Domain-Specific AI Assistant

Overview

This repository demonstrates a domain-specific AI assistant built with LangChain, vector search, and a retrieval-augmented generation (RAG) pipeline.

The goal is to create an AI system that:

understands industry-specific documents,
retrieves the right knowledge from a private data store,
generates grounded, accurate answers,
and supports safe, auditable workflows.

Why Domain-Specific AI?

General-purpose AI often falls short for specialized use cases because it lacks the insider context and rules of a specific domain.

Domain-specific assistants are built from real business data and designed around the language, workflows, and compliance requirements of a target industry.

Key benefits:

better accuracy and relevance,
lower hallucination risk,
improved trust and auditability,
stronger support for regulated environments.

Tech Stack

Component	Technology	Purpose
Language	Python 3.11+	Core development language
LLM Framework	LangChain	Orchestration and RAG pipeline
Language Model	OpenAI GPT	Generative responses and embeddings
Vector Database	Chroma	Semantic search and embeddings storage
Embeddings	OpenAI Embeddings	Document and query vectorization
Text Processing	LangChain Text Splitters	Document chunking and preprocessing
Web Framework	FastAPI	REST API deployment
Server	Uvicorn	ASGI server for FastAPI
Memory Management	LangChain Memory	Multi-turn conversation context
Document Loading	LangChain Loaders	PDF, DOCX, and text ingestion
Tool Integration	LangChain Tools & Agents	Safe function execution

Key Libraries

langchain - LLM orchestration and RAG patterns
langchain-openai - OpenAI integration
langchain-chroma - Chroma vector store integration
fastapi - REST API framework
uvicorn - ASGI web server
openai - OpenAI API client
chromadb - Vector database

Core Pipeline

The main pattern in this repository is:

ingest → chunk → embed → index → retrieve → generate → act

This pipeline ensures the assistant is grounded in real data and able to answer domain-specific questions reliably.

What This Project Shows

This repo includes examples for:

document ingestion and preprocessing,
text chunking and metadata enrichment,
building embeddings and a Chroma vector store,
retrieval-based QA with LangChain,
memory-enabled conversational behavior,
safe tool integration,
basic FastAPI deployment.

Repository Files

scripts/ — executable workflows and demos.
utils/ — helper modules for ingestion, chunking, and retrieval.
common/ — reference documents and shared notes.
requirement.txt — Python dependencies.
data/ — sample domain documents.
db/ — persisted Chroma database storage.

Use scripts/ for runnable workflows and demos, and utils/ for reusable ingestion, chunking, and retrieval helpers.

Project Structure

Domain-Specific-AI-Assistant/
├── scripts/
│   ├── app.py
│   ├── generate_embeddings.py
│   ├── ingest_and_build_index.py
│   ├── qa_chain_demo.py
│   ├── memory_multiturn_demo.py
│   └── tools_safe_execution_demo.py
├── utils/
│   ├── ingestion_loaders.py
│   ├── preprocess_and_chunk.py
│   └── retriever_strategies.py
├── common/
│   ├── Document.docx
│   ├── Document.pdf
│   └── lang_chain_domain_specific_assistant.md
├── requirement.txt
├── README.md
├── data/
│   ├── product_specs.txt
│   ├── refund_policy.txt
│   ├── shipping_info.txt
│   └── subcontinent.txt
└── db/
    ├── chroma.sqlite3
    └── fc3b1578-a351-4bce-a39a-0f08a67ef73e/

Demo Examples

`qa_chain_demo.py`

A short demonstration of retrieval-based QA using LangChain and a Chroma retriever.

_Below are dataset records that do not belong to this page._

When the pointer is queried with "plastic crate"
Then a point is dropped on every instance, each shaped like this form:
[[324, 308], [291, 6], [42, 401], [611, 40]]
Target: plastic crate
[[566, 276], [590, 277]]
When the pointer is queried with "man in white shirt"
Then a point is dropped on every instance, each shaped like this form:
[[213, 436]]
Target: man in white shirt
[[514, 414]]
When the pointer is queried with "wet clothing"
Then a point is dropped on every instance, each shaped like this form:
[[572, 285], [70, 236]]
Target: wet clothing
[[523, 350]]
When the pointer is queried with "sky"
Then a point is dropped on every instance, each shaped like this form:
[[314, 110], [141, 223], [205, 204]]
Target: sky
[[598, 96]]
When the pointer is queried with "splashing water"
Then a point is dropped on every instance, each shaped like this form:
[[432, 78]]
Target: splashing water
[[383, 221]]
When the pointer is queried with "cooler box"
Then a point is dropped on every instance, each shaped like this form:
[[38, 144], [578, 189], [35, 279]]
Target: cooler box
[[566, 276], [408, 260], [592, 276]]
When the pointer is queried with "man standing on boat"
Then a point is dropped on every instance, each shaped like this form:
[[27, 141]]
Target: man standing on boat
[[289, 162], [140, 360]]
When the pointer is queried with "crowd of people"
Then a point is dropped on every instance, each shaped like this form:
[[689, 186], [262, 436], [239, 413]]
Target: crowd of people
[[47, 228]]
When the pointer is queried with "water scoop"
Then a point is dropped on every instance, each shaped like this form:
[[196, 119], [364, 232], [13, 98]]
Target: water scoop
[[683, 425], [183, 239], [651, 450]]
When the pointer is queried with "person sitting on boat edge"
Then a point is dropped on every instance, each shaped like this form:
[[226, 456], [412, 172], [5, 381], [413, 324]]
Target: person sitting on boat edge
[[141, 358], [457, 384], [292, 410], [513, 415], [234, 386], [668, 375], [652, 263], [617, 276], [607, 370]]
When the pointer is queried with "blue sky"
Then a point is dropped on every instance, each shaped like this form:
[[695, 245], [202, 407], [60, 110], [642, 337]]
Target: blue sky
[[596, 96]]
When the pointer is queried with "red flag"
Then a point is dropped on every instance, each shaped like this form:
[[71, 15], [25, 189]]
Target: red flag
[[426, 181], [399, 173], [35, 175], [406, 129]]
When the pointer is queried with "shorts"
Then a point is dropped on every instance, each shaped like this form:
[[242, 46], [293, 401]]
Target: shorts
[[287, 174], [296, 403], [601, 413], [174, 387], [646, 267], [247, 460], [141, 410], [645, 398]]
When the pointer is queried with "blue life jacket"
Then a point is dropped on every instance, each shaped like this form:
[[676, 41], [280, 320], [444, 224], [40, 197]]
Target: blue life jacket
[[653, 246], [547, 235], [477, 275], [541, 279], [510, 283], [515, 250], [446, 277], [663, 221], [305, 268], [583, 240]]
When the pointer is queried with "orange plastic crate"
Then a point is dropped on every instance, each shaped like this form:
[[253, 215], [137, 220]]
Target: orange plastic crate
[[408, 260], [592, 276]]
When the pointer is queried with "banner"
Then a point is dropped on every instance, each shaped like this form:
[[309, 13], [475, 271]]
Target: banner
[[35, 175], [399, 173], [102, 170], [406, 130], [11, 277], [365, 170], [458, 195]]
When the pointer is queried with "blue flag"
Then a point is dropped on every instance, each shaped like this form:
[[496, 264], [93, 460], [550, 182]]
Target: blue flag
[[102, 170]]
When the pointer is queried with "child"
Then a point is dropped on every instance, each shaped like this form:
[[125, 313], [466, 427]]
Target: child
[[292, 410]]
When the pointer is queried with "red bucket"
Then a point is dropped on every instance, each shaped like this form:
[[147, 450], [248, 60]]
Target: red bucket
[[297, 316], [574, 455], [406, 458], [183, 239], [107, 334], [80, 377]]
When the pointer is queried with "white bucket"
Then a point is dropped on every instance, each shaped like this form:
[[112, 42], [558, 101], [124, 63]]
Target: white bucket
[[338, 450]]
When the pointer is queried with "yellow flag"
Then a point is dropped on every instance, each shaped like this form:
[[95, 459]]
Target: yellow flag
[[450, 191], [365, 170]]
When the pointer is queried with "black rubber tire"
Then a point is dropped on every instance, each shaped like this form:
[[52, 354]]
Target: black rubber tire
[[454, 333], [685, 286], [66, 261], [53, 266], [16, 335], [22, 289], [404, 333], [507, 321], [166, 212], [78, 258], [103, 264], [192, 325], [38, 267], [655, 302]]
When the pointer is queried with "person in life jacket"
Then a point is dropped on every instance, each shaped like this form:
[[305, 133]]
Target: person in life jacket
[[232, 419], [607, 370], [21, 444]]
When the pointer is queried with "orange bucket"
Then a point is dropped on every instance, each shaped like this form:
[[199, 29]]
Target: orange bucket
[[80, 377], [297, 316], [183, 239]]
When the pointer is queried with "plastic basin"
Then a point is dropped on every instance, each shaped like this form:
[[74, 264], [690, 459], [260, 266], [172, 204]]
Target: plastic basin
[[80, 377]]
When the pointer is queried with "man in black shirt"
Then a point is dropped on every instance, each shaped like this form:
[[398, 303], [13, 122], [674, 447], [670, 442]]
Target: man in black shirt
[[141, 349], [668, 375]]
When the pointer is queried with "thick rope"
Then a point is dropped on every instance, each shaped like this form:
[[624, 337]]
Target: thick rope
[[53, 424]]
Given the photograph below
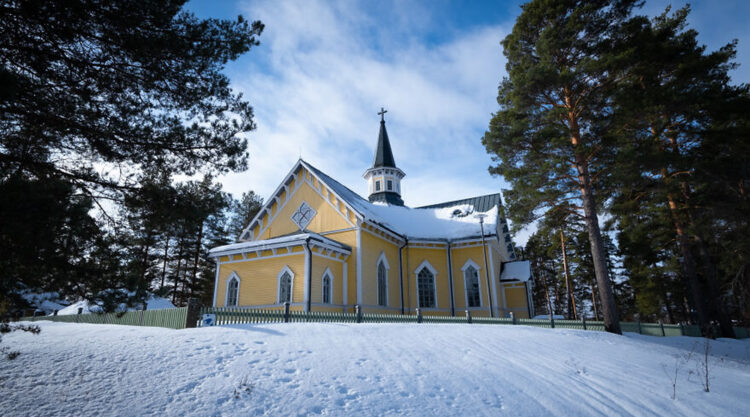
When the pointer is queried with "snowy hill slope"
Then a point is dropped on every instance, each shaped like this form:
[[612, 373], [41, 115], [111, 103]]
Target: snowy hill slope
[[364, 369]]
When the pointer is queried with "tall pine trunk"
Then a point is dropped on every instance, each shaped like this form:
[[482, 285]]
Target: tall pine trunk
[[593, 301], [164, 265], [688, 266], [572, 311], [714, 292], [197, 257], [598, 252], [177, 274]]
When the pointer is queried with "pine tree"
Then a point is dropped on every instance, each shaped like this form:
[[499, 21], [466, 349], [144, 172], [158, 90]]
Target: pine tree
[[562, 67], [665, 107], [243, 211]]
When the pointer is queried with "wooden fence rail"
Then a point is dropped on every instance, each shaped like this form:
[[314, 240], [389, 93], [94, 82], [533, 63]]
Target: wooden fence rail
[[178, 318]]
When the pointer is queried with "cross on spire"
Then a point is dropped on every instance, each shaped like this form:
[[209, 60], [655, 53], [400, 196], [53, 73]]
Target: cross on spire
[[382, 113]]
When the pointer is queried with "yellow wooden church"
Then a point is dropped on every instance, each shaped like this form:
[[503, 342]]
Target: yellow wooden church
[[321, 247]]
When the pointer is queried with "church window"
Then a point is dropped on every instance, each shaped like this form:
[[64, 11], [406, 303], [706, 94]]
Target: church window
[[233, 289], [285, 287], [382, 284], [327, 288], [426, 288], [471, 280]]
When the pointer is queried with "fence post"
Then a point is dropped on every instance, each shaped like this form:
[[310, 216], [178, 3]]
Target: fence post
[[193, 313]]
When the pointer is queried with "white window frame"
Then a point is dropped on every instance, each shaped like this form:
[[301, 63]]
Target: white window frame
[[471, 263], [232, 276], [382, 259], [426, 264], [278, 285], [329, 274]]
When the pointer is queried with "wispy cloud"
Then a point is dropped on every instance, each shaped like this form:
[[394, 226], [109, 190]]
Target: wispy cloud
[[325, 68], [323, 71]]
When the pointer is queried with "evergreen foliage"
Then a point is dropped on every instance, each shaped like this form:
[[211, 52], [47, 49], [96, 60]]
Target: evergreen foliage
[[663, 137], [103, 103]]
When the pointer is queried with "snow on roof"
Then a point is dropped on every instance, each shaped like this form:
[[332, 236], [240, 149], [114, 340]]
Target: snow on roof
[[453, 222], [516, 271], [275, 242]]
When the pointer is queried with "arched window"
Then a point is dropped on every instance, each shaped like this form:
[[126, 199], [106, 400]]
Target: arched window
[[471, 281], [426, 287], [382, 284], [233, 290], [285, 287], [327, 288]]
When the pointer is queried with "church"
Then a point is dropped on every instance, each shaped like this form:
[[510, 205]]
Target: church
[[320, 246]]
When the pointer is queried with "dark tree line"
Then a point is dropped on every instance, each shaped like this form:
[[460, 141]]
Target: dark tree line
[[102, 105], [605, 111]]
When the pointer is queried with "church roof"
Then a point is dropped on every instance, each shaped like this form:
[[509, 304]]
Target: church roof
[[383, 153], [281, 241], [481, 203], [516, 271], [425, 223]]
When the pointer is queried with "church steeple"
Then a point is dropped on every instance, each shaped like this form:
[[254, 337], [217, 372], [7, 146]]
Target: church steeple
[[384, 177]]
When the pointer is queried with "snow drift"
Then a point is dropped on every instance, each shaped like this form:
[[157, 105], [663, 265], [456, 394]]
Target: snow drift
[[365, 369]]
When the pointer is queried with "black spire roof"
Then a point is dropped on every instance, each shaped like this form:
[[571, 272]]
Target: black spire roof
[[383, 153]]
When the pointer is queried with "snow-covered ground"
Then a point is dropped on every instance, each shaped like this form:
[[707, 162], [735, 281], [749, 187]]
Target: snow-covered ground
[[365, 369]]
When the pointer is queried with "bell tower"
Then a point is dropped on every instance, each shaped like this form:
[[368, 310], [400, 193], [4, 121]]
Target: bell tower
[[384, 178]]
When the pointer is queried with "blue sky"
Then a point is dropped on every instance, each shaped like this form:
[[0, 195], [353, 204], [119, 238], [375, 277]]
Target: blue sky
[[324, 69]]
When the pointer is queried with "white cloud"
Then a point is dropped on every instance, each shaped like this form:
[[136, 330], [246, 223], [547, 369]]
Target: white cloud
[[322, 72]]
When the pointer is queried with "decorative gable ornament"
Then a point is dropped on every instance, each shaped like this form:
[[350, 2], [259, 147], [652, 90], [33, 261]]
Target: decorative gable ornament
[[303, 215]]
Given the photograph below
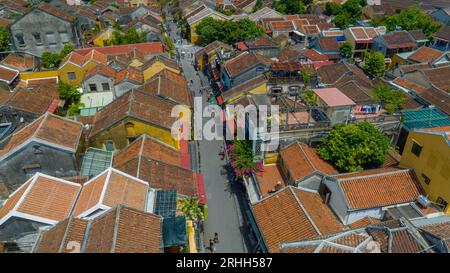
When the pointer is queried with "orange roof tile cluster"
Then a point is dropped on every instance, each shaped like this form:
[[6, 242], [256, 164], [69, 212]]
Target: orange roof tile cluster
[[243, 62], [43, 199], [8, 75], [170, 86], [136, 104], [352, 241], [379, 188], [314, 55], [158, 164], [49, 129], [111, 188], [302, 160], [292, 214], [425, 55], [120, 230]]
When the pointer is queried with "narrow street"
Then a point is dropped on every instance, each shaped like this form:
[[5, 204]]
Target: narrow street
[[226, 199]]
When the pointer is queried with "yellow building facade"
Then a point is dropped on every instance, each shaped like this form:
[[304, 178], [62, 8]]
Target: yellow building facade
[[123, 133], [156, 67], [427, 151]]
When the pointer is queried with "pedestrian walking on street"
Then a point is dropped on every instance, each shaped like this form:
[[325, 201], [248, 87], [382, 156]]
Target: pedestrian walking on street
[[211, 246]]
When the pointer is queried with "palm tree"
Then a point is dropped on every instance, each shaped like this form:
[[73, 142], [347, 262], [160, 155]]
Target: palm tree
[[193, 210]]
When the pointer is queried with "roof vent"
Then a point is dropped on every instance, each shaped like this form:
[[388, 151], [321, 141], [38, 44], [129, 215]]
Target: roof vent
[[422, 200]]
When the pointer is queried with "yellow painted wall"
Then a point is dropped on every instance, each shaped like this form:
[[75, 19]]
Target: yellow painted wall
[[260, 89], [156, 68], [434, 162], [69, 67], [25, 76], [119, 135]]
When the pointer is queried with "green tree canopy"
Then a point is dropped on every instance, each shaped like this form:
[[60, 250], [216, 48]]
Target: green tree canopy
[[52, 60], [132, 36], [4, 39], [193, 209], [412, 18], [346, 49], [354, 147], [68, 93], [391, 97], [230, 32], [374, 63], [241, 157]]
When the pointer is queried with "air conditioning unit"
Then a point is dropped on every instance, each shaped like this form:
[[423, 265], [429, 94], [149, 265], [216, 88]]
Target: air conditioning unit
[[422, 200]]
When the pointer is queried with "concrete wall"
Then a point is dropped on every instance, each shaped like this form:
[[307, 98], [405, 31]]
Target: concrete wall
[[52, 161], [98, 80], [43, 23]]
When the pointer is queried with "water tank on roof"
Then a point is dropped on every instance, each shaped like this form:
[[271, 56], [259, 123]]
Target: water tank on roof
[[422, 200]]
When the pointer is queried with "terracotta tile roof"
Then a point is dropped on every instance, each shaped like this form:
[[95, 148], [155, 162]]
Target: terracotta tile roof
[[159, 58], [425, 55], [173, 91], [398, 39], [212, 48], [261, 42], [302, 160], [244, 87], [111, 188], [146, 48], [292, 214], [281, 26], [19, 62], [8, 75], [243, 62], [333, 97], [50, 129], [352, 241], [310, 29], [159, 174], [436, 97], [443, 34], [314, 55], [379, 188], [363, 33], [148, 147], [439, 77], [146, 107], [58, 239], [418, 35], [125, 230], [268, 179], [364, 222], [408, 84], [101, 69], [43, 199], [396, 239], [56, 12], [130, 74]]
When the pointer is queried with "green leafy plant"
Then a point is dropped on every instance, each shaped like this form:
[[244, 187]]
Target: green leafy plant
[[392, 98], [68, 93], [193, 209], [230, 32], [354, 147], [374, 63], [4, 39]]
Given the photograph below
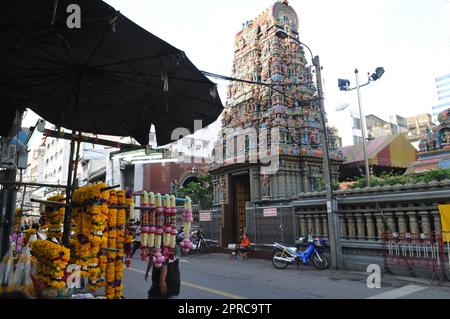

from langchain_openai import ChatOpenAI
from langchain_classic.chains import RetrievalQA

retriever = vectordb.as_retriever(search_kwargs={"k": 4})
llm = ChatOpenAI(temperature=0)
qa = RetrievalQA.from_chain_type(
    llm=llm,
    chain_type="stuff",
    retriever=retriever,
)
print(qa.run("How do I issue a refund for an international order?"))

`memory_multiturn_demo.py`

A simple memory-enabled conversation example that keeps recent chat history for better multi-turn behavior.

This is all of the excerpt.